This article – published in (2017) Common Market Law Review 54 11 – looks at the relationship between privacy and competition law (in the EU). The authors state that, instead of getting into a discussion of whether public policy considerations regarding data privacy should be considered as part of consumer welfare, they are looking instead at the elective affinities between privacy and competition law.
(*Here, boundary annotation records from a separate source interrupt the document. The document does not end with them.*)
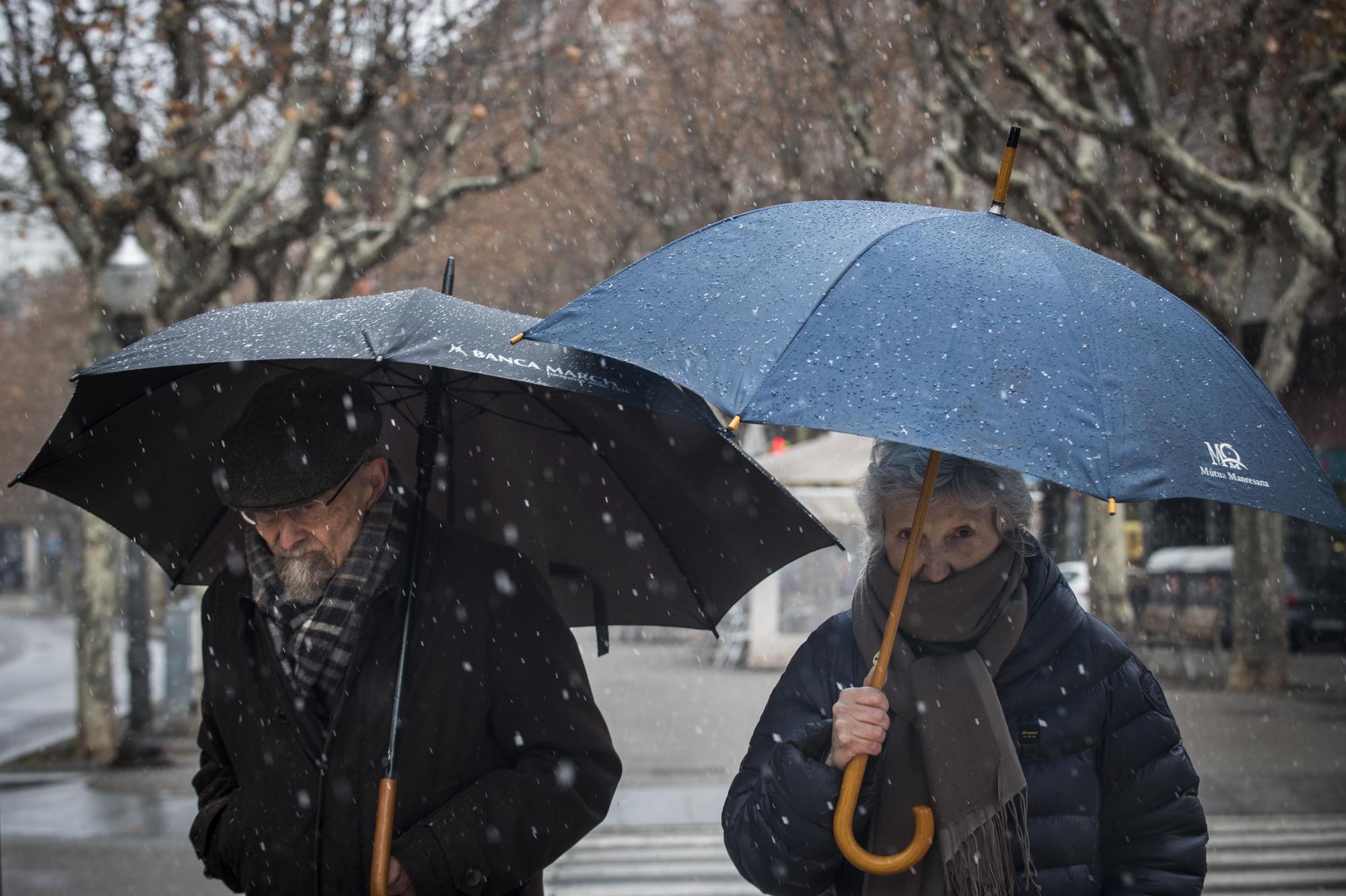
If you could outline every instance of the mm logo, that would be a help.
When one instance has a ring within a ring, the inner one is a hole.
[[[1229,470],[1248,470],[1248,464],[1244,463],[1234,447],[1228,441],[1219,444],[1206,443],[1206,451],[1210,452],[1210,463],[1226,467]]]

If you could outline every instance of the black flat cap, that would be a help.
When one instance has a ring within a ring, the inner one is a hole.
[[[378,439],[373,390],[308,367],[264,383],[225,431],[215,492],[238,510],[280,510],[345,479]]]

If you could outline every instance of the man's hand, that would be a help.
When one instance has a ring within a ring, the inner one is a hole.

Curiously, they seem to reach a conclusion related to competition assessment (i.e. the impact of data protection on consumer welfare): “data protection conditions offered to individuals can reflect the parameters of quality, choice, and innovation”
The paper makes two primary arguments:
- that data protection law– a framework designed to identify and achieve an optimal level of personal data protection – can provide the normative guidance that competition law lacks in relation to non-price competitive parameters;
- it develops a normative benchmark to assess whether certain competition law commitments and remedies should be accepted.
The structure of the paper is as follows: after the introduction, a first section identifies the common characteristics of data protection and competition law. This section acknowledges the differences in scope and methods of data protection and competition law, but argues that “the level of data protection offered to individuals is also subject to competition. Thus, even the aspects of data protection law that ostensibly relate to non-economic concerns – such as the conditions governing the processing of personal data – may be parameters of competition.” They also identify a number of common objectives to both EU data protection and competition law. Given the commonalities and intertwining of data protection and competition law, they move on to argue that “data protection can have a normative influence in assessing anti-competitive behaviour [related to competition on data protection parameters]”. To demonstrate this, they distinguish between the role of data in assessing market power (which has been the main focus of the literature on the topic) and as a parameter of competition.
They then move to develop a framework within which privacy considerations can be inserted into competition assessments – based on data protection law. The authors start from the fact that most data processing requires consent under the law. They take this to mean that data processing terms are contractual, offers and that data protection rules could provide an adequate yardstick to determine whether a competition infringement has taken place. I confess to some difficulties in following their reasoning, but the basic idea seems to be that agreements and practices by dominant parties that infringe data protection law should merit particular scrutiny. This is then followed by a section on the role that the EU Charter of Fundamental Rights regarding personal data rights can have in limiting the types of admissible remedies and commitments under EU Competition Law.
The article echoes what seems to be the position behind the German case against Facebook. However, it does not address one of the main concerns raised regarding this case: whether it is possible to develop a theory of harm based on privacy considerations alone. After all, saying that data protection rules provide a useful yardstick to guide enforcement action does not really amount to providing a standard that can be used to distinguish between pro- and anti-competitive practices, or to balance price and non-price competitive dimensions.
I would also have liked to have seen other arguments made in the article be more developed. For example, the authors argue that EU competition law and data protection rules share, as common objectives: “promoting market integration, protecting individuals, and tackling power asymmetries”. However, this exact sentence could be applied to the relationship between EU competition and consumer protection law, but I never heard anyone argue that the use prohibited consumer contract clauses should be relevant to identify infringements of competition law. This is not to say that this could not be a relevant consideration, but I would have liked to better understand what a theory of competitive harm based on this would look like.
Despite my obvious inability to fully agree with the article’s main argument, I very much respect how the article attempts to deal head-first with an important issue: even as we acknowledge privacy as a relevant parameter of competition, we lack the normative tools to assess non-price parameters related to data protection. The authors try to develop exactly such a normative tool – without much success, in my opinion, but they do make a valiant effort.